“Eu sou um escritor brasileiro, meu material de trabalho é a língua portuguesa. Se você gasta o adjetivo “genial” com o Chimbinha, o que é que eu vou dizer do Beethoven?”.
Esta frase é de Ariano Suassuna, dita em uma palestra, quando comentou sobre um artigo de jornal no qual o articulista afirmava que Chimbinha, da extinta Banda Calypso, era um guitarrista genial.
A linguagem é nossa companheira por toda a vida. Pela linguagem, nos constituímos, entendemos e revelamos o mundo. Definimos todas as nossas relações e emoções com palavras. Quanto peso significante tem um “eu te amo” ou um “eu te odeio”?
Quantas vezes já dissemos ou escrevemos coisas com um significado e outro bem diferente foi entendido? Podem as palavras que saem de nós comunicarem algo que não somos? Se a linguagem é a principal ferramenta para revelarmos nossa visão de mundo, como ela pode nos trair?
Há uma ideia equivocada de que, se pudéssemos usar os signos da linguagem adequadamente, muitos dos nossos conflitos seriam resolvidos.
Quando Freud lançou a ideia do inconsciente, logo se imaginou que ele seria um baú, um lugar nos nossos porões, que nos domina e do qual não temos muito controle.
Numa grande virada da psicanálise, Jacques Lacan atribuiu que “o lugar do inconsciente é o lugar da linguagem.” O inconsciente, portanto, está sempre no meio de nós, se revelando pelas palavras que escolhemos. O problema é que nem sempre escolhemos as palavras, pois não dominamos a linguagem, ela nos domina.
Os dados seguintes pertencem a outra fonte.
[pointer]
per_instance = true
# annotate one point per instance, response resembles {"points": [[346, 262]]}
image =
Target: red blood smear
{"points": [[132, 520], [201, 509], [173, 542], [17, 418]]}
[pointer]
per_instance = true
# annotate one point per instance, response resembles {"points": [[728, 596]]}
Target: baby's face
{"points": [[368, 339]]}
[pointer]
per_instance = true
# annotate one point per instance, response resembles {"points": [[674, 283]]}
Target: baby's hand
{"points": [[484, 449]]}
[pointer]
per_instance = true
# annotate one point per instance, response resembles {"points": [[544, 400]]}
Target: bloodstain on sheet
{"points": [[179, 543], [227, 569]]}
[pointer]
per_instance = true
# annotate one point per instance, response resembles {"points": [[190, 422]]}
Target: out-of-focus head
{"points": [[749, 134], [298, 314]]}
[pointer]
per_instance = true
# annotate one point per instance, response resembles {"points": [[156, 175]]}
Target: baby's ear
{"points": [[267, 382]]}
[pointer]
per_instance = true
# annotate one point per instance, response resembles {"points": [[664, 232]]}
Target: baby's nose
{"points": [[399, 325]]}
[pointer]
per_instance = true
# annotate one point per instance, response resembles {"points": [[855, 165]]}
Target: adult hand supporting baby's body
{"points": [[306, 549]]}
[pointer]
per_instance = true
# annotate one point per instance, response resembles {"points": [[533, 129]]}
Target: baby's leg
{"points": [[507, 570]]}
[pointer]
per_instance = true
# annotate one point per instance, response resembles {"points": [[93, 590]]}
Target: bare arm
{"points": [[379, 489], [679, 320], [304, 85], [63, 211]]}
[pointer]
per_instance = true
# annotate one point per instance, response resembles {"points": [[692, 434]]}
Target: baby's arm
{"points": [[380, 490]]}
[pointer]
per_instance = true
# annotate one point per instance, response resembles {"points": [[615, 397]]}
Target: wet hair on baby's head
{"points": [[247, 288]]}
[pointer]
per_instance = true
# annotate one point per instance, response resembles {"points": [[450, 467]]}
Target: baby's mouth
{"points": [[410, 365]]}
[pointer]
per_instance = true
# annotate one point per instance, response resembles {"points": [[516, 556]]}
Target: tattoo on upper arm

E como se não bastassem os enganos da linguagem, nossos atos falhos e “piadinhas inocentes” para revelar o que se esconde no nosso inconsciente, somos preguiçosos. Usamos as mesmas palavras para múltiplos significados e as pervertemos, as enfraquecemos.
O processo de diluição dos significados se dá no exemplo do “genial Chimbinha” e está mais presente do que percebemos.
O significado de “incrível” é algo que é difícil de acreditar, inexplicável, fora do comum. E então dizemos “Este xampu é incrível!”, “Nossa, seus sapatos são incríveis!” Parafraseando Suassuna, se eu gasto um “incrível” para sapatos e xampus, o que irei usar quando ver um disco voador?
Pode parecer inocente esta esterilização semântica, mas quando a banalização dos significados vai para palavras como “morte, estupro, bandido, fascista, feminista, pobre, negro, rentista, comunista” e tantas outras da moda dos xingamentos virtuais, começamos a desumanizar o outro através de rótulos que justifiquem sua destruição.
Se condenamos a perversão dos costumes porque não condenar a perversão dos significados, que é onde tudo começa? Se a linguagem vem do nosso íntimo, e no nosso íntimo somos bons e bem intencionados, como pode ela, às vezes, sair tão podre?